His books of poetry include Village Prodigies (Mariner Books, 2017); Salvation Blues: One Hundred Poems, 1985–2005 (Houghton Mifflin Harcourt, 2006), winner of the Kingsley Tufts Poetry Award and a finalist for the Griffin International Poetry Prize; Elegy for the Southern Drawl (Houghton Mifflin, 1999), a finalist for the Pulitzer Prize; Transparent Gestures (Houghton Mifflin, 1989), winner of the National Book Critics Circle Award; and The Story They Told Us of Light (University of Alabama Press, 1980).

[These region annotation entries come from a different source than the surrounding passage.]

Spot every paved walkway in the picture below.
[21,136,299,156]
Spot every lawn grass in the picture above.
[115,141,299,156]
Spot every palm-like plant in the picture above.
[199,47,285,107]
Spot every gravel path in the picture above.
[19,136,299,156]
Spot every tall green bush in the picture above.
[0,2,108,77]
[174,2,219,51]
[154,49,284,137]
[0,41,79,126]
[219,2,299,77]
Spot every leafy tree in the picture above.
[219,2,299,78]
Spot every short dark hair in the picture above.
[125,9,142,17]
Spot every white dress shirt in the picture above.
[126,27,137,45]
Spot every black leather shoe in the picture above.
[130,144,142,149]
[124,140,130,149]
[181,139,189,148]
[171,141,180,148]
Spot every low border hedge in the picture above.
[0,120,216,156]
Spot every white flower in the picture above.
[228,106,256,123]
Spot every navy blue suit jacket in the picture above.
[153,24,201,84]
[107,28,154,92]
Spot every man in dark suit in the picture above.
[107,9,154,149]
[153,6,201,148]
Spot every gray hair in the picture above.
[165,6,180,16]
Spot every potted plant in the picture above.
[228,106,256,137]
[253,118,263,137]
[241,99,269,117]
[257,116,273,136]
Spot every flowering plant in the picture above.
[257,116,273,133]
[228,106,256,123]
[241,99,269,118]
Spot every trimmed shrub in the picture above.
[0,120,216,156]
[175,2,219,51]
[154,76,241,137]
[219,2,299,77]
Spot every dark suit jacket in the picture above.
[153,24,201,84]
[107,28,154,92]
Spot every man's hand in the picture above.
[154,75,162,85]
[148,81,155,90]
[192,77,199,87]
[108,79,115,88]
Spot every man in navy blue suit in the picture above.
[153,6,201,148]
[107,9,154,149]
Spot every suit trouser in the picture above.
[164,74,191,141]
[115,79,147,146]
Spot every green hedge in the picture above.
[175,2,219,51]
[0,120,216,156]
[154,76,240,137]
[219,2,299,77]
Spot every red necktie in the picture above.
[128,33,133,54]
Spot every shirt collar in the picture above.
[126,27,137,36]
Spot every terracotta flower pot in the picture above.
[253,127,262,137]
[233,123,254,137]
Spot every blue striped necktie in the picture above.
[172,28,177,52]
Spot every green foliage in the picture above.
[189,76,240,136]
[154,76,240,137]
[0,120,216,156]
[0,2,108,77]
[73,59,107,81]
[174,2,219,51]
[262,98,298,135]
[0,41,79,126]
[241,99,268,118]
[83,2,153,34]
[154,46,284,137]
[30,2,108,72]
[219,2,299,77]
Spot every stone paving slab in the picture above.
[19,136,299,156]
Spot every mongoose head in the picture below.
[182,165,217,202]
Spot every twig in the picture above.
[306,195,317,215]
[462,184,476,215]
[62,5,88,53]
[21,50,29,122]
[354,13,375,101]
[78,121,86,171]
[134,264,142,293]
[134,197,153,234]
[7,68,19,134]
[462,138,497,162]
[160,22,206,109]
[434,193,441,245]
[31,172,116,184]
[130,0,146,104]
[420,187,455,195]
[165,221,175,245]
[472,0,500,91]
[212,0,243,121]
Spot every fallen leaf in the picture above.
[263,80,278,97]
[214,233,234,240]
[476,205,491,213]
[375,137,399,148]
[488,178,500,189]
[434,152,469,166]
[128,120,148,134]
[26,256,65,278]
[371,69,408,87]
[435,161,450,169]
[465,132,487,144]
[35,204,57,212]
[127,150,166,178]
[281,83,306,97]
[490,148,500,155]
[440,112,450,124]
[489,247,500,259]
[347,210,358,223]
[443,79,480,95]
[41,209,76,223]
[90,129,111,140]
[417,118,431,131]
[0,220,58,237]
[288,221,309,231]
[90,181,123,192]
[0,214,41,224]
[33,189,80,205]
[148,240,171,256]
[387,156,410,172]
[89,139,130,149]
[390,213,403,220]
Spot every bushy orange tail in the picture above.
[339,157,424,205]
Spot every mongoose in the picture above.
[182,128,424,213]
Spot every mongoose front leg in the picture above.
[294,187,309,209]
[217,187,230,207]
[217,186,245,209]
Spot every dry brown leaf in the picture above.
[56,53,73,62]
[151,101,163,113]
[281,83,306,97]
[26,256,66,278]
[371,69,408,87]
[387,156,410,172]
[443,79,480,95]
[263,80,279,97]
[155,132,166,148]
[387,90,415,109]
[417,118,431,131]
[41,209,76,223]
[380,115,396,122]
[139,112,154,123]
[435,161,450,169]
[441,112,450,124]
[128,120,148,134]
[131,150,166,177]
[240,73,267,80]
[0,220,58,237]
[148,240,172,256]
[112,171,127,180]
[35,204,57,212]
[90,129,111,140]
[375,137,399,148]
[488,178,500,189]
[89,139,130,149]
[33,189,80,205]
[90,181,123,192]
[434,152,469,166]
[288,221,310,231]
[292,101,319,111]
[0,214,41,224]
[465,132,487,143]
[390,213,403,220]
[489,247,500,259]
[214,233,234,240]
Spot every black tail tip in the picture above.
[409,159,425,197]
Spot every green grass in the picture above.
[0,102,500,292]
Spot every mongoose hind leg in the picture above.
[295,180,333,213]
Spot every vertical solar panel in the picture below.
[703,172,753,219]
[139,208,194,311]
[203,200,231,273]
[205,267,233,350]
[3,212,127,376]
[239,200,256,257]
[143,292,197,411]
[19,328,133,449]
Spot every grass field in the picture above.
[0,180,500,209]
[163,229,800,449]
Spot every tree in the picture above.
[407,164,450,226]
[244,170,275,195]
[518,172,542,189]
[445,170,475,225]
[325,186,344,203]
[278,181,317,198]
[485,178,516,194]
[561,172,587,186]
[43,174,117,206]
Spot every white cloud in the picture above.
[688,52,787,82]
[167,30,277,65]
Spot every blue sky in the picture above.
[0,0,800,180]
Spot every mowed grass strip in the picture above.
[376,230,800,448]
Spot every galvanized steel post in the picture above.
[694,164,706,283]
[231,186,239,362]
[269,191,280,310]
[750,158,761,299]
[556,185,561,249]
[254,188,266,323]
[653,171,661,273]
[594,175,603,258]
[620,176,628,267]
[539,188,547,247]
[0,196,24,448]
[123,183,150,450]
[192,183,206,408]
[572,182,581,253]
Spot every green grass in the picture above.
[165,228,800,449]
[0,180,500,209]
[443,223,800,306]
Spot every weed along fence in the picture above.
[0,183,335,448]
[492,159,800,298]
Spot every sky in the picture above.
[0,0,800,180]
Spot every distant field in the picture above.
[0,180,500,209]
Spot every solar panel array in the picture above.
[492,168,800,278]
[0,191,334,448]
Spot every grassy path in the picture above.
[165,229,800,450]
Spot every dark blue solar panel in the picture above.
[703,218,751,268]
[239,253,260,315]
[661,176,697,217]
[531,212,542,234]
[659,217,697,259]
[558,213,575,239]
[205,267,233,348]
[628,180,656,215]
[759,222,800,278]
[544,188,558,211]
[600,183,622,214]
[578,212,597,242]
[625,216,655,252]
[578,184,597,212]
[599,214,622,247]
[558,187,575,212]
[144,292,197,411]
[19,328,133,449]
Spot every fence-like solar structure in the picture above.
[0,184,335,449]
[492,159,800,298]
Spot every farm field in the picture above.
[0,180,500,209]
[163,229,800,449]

About his work, David Baker writes, “The breadth of his attention is as wide as any poet's currently writing—from songs of play and praise…to the most wrenching laments for the indigent, the hungry, the overlooked.”
His numerous honors include the Harper Lee Award for Alabama’s Distinguished Writer of the Year, the Jean Stein Award from the American Academy of Arts and Letters, the Kenyon Review Award for Literary Excellence, and the Peter I. B. Lavan Award from the Academy of American Poets. He has also received fellowships from the National Endowment for the Arts Fellowship and the Guggenheim Foundation.
For years Jones served as a professor in the creative writing program at Southern Illinois University-Carbondale; he also taught at the University of Cincinnati and DePauw University. He now teaches in the low-residency MFA program for writers at Warren Wilson College. He lives in New Orleans, Louisiana.